Joao Freitas, alias Dyno, et Jess Oulevay sont actifs dans le rap romand, notamment dans le collectif Genevois 274. Pour les deux jeunes à la vingtaine, la route n’a pas été aussi claire : « En Suisse, la scène rap reste très restreinte. Les seules salles où se produisent des rappeurs sont petites, et on finit par toujours voir les mêmes têtes. Pour véritablement percer dans ce monde, migrer vers la France est inévitable », commente Joao. Restent alors les collectifs regroupant plusieurs rappeurs, étape inévitable dans une carrière : « Ça se fait naturellement, assure Dyno, quand on se rend compte que les autres artistes ont la même passion, la même envie ». Et Jess d’ajouter : « Ça permet de partager nos créations, d’avoir des retours. On est comme une grande famille. Sans ça, on ne pourrait pas exister en Suisse ».

 

Les études : importantes ?  

 

Loin des clichés habituels, les rappeurs s’intéressent aussi aux études, mais avec une approche différente des standards du conservatoire. Selon Jess, « dans le rap moderne la maîtrise des composants informatiques est devenue essentielle. Apprendre à gérer un logiciel de musique ou monter un clip vidéo dans son cursus peut aider les rappeurs à gravir les échelons ». Pour Simon Rossier, le conservatoire a toujours un rôle primordial à jouer dans une carrière d’instrument classique, mais non sans limites : « Les écoles de musiques sont fondamentales, parce qu’elles donnent une base traditionnelle. Mais il est parfois difficile de s’en distancier et de créer quelque chose de vraiment neuf. Ce travail d’innovation permet de différencier un grand technicien d’un véritable artiste ». Cette créativité n’est pas la seule qualité nécessaire à un jeune musicien : « Les études ne font pas tout. Là où le plus de jeunes se perdent c’est dans la persévérance. Se dédier entièrement à la musique est éprouvant et à cet âge il est facile de s’intéresser à autre chose. Il faut aussi avoir un certain talent, des prédispositions ». Un constat que reprend Jess, en parlant de son ami : « Les bons artistes ont ce petit truc en plus, et je le ressens chez Dyno ».

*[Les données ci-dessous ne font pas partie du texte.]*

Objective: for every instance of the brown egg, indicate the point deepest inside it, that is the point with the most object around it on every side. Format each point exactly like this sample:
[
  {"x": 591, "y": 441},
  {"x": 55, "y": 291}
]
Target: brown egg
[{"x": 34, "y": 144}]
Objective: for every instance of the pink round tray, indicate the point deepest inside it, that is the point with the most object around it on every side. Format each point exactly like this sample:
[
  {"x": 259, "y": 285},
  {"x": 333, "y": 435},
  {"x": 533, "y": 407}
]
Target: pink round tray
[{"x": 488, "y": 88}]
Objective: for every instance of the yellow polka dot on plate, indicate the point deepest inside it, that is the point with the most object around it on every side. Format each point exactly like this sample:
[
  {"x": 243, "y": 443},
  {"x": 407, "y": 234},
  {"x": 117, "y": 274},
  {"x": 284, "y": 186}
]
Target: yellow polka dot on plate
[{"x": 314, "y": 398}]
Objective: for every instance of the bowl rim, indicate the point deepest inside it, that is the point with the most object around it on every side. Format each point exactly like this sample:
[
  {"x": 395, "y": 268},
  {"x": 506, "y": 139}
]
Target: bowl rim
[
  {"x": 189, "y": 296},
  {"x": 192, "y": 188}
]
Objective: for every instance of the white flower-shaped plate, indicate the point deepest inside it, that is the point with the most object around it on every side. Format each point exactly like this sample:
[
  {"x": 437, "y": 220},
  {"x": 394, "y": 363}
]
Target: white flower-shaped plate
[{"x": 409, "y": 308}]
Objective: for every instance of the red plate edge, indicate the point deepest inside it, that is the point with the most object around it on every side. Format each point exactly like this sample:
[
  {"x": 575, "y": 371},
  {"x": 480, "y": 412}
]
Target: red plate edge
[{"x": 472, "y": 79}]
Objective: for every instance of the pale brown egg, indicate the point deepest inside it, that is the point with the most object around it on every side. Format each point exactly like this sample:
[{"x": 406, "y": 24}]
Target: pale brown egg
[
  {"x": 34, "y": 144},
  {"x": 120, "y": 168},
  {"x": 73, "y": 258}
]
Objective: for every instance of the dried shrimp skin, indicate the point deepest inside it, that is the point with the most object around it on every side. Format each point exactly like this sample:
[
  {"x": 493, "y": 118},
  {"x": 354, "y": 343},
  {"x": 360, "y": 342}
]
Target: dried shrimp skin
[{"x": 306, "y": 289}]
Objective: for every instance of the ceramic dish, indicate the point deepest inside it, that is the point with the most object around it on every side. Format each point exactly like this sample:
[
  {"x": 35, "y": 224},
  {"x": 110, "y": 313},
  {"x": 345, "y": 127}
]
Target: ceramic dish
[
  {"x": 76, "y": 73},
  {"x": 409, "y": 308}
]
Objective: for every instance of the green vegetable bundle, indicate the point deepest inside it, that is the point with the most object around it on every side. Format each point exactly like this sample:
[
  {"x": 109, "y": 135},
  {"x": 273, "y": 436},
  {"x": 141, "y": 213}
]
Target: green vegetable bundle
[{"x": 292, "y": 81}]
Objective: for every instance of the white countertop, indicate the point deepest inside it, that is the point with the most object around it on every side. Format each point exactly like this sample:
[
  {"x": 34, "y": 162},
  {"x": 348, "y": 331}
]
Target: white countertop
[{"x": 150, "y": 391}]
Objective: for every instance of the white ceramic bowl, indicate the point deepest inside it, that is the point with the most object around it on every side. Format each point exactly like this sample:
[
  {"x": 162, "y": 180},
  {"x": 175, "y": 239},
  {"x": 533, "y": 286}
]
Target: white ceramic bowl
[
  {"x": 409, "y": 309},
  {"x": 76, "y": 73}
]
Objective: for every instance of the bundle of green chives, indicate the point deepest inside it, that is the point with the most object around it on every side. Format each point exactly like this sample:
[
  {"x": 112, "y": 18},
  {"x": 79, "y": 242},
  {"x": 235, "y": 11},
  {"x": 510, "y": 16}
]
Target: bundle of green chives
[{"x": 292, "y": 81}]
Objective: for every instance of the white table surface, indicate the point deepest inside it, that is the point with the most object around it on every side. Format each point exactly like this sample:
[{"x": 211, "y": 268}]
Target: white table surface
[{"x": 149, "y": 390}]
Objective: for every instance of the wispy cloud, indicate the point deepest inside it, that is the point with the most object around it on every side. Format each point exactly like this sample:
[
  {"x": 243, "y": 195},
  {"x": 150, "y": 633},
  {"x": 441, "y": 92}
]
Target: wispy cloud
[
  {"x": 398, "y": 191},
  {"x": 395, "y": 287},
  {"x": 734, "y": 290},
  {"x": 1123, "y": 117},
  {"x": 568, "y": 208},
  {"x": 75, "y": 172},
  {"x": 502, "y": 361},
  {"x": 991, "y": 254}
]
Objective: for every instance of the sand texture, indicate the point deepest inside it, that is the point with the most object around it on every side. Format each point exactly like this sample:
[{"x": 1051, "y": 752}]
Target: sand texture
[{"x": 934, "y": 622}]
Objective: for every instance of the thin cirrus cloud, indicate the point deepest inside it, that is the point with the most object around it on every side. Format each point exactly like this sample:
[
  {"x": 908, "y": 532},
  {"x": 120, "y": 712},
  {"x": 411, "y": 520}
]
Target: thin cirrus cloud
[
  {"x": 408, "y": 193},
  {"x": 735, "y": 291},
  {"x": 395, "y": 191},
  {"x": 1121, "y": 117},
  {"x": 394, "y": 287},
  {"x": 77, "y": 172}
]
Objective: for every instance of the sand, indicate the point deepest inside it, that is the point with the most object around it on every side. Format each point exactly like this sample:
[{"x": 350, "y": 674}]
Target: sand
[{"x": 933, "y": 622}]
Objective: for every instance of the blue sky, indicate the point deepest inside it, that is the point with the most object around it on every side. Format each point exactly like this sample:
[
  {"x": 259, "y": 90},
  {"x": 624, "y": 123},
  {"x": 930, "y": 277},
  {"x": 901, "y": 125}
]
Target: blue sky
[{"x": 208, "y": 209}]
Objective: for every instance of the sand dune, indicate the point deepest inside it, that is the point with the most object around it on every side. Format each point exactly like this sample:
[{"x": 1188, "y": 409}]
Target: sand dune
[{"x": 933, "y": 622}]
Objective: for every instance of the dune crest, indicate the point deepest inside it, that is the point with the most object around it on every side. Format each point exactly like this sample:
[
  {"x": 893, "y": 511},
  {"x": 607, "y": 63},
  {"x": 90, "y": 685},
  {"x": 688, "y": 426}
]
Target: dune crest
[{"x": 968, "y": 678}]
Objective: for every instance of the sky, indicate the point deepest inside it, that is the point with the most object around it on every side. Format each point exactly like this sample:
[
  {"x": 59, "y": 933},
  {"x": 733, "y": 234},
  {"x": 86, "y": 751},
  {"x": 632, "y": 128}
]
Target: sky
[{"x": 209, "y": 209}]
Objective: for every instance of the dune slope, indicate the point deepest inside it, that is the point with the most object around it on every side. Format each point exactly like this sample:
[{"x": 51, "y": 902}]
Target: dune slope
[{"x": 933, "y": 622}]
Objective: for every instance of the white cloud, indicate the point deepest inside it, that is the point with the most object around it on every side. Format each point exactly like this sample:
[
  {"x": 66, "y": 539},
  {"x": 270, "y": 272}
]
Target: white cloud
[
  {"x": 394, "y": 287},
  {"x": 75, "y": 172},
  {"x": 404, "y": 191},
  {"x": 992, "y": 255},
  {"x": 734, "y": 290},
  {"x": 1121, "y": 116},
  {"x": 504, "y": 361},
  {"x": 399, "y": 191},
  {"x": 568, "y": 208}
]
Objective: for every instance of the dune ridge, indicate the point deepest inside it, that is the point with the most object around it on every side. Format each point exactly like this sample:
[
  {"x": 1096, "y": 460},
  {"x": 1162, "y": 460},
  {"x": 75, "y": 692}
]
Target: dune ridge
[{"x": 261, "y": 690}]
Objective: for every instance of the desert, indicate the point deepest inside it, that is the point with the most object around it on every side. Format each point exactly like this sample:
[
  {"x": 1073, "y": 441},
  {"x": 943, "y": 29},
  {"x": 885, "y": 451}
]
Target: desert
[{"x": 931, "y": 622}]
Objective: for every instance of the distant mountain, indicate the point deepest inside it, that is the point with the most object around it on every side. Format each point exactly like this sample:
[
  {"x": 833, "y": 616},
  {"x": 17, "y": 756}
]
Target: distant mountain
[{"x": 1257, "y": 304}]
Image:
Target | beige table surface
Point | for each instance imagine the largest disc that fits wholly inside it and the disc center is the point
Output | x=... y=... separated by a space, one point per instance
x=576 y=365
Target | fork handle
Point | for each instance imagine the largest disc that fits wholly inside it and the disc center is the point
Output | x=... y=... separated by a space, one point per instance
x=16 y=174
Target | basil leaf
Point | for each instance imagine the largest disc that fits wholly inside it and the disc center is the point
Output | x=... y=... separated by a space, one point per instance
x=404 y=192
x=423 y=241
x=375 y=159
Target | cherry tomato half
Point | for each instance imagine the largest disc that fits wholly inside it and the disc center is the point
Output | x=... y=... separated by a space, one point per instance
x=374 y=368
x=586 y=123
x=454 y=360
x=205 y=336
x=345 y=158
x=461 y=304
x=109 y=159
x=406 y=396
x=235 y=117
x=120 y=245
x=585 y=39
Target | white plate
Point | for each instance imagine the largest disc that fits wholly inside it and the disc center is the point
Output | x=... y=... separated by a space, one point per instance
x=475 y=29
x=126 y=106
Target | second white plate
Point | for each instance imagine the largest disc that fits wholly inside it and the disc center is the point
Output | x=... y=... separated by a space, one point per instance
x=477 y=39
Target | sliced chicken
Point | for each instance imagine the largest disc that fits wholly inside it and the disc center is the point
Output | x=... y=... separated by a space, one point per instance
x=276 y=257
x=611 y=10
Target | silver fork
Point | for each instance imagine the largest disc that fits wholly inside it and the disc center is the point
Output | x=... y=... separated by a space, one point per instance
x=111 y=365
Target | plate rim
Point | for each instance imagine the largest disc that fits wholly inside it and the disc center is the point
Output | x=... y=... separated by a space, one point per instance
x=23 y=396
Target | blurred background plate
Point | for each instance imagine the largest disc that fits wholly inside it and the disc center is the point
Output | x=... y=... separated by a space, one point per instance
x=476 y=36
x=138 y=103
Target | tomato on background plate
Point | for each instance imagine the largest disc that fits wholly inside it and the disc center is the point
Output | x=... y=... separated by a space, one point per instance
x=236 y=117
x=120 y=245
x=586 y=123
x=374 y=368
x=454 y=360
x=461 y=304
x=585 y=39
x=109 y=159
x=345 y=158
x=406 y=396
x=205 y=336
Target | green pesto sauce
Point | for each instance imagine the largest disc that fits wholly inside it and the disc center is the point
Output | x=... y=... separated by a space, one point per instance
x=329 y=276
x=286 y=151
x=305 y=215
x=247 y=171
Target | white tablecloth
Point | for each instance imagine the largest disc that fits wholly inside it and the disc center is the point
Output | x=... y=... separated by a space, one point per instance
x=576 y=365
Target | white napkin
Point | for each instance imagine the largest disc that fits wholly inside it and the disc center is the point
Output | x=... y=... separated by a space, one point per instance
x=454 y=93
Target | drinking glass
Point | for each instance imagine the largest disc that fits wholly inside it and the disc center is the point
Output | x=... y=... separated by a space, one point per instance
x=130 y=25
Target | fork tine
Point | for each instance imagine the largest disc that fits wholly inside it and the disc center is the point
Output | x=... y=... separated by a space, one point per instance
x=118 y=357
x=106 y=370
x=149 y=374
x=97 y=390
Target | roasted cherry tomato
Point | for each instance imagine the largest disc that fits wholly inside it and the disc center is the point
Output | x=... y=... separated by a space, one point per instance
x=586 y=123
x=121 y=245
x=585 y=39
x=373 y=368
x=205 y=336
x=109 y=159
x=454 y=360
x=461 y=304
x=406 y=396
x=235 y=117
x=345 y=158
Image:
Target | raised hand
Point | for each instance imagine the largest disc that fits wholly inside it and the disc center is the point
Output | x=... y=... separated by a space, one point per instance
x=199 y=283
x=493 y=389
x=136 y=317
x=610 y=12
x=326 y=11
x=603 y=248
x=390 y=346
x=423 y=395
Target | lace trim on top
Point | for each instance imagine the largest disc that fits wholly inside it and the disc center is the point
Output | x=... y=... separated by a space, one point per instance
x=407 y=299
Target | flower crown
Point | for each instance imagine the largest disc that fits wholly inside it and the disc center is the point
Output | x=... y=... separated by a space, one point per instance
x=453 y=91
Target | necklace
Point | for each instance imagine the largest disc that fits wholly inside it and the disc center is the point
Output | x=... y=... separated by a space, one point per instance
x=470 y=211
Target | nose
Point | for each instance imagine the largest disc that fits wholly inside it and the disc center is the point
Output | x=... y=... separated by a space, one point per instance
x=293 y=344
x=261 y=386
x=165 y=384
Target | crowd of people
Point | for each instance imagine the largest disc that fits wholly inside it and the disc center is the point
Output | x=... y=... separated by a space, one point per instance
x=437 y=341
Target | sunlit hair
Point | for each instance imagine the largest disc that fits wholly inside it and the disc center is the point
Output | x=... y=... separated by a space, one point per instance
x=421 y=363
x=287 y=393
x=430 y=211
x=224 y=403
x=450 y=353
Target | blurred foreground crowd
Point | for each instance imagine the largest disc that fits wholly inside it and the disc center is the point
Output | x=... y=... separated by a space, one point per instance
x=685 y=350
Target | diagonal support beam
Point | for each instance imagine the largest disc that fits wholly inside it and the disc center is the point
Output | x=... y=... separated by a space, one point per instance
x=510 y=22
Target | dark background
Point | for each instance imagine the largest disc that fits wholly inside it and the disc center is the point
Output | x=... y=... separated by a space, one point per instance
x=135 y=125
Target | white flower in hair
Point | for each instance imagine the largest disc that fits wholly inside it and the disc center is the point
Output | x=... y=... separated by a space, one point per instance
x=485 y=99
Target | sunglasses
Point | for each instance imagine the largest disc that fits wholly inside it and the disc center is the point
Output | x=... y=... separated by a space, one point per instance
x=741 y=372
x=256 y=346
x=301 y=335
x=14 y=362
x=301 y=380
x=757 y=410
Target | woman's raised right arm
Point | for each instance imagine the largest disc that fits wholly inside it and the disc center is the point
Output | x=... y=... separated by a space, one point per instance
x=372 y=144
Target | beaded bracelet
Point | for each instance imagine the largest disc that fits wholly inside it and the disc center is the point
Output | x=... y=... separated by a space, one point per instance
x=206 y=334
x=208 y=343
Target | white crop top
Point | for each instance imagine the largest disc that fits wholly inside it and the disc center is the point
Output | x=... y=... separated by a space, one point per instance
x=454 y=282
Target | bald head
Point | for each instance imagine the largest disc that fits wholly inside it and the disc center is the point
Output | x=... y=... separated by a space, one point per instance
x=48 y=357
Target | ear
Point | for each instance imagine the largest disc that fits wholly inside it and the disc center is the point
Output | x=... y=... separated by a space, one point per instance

Quant à connaître les motivations profondes de ceux qui se lancent dans une carrière musicale, les trois musiciens s’accordent sur les propos de Dyno : « La célébrité peut ouvrir des portes et permettre de créer de nouveaux projets, mais ce n’est pas une fin en soi. L’argent ? Qu’il s’agisse de tourner un clip ou encore d’enregistrer dans un bon studio, on doit tout payer nous-même. Donc notre passion nous coûte plus que ce qu’elle nous rapporte. Mais ce n’est pas grave parce que monter sur scène et voir un public te suivre dans ton délire, ça n’a pas de prix ».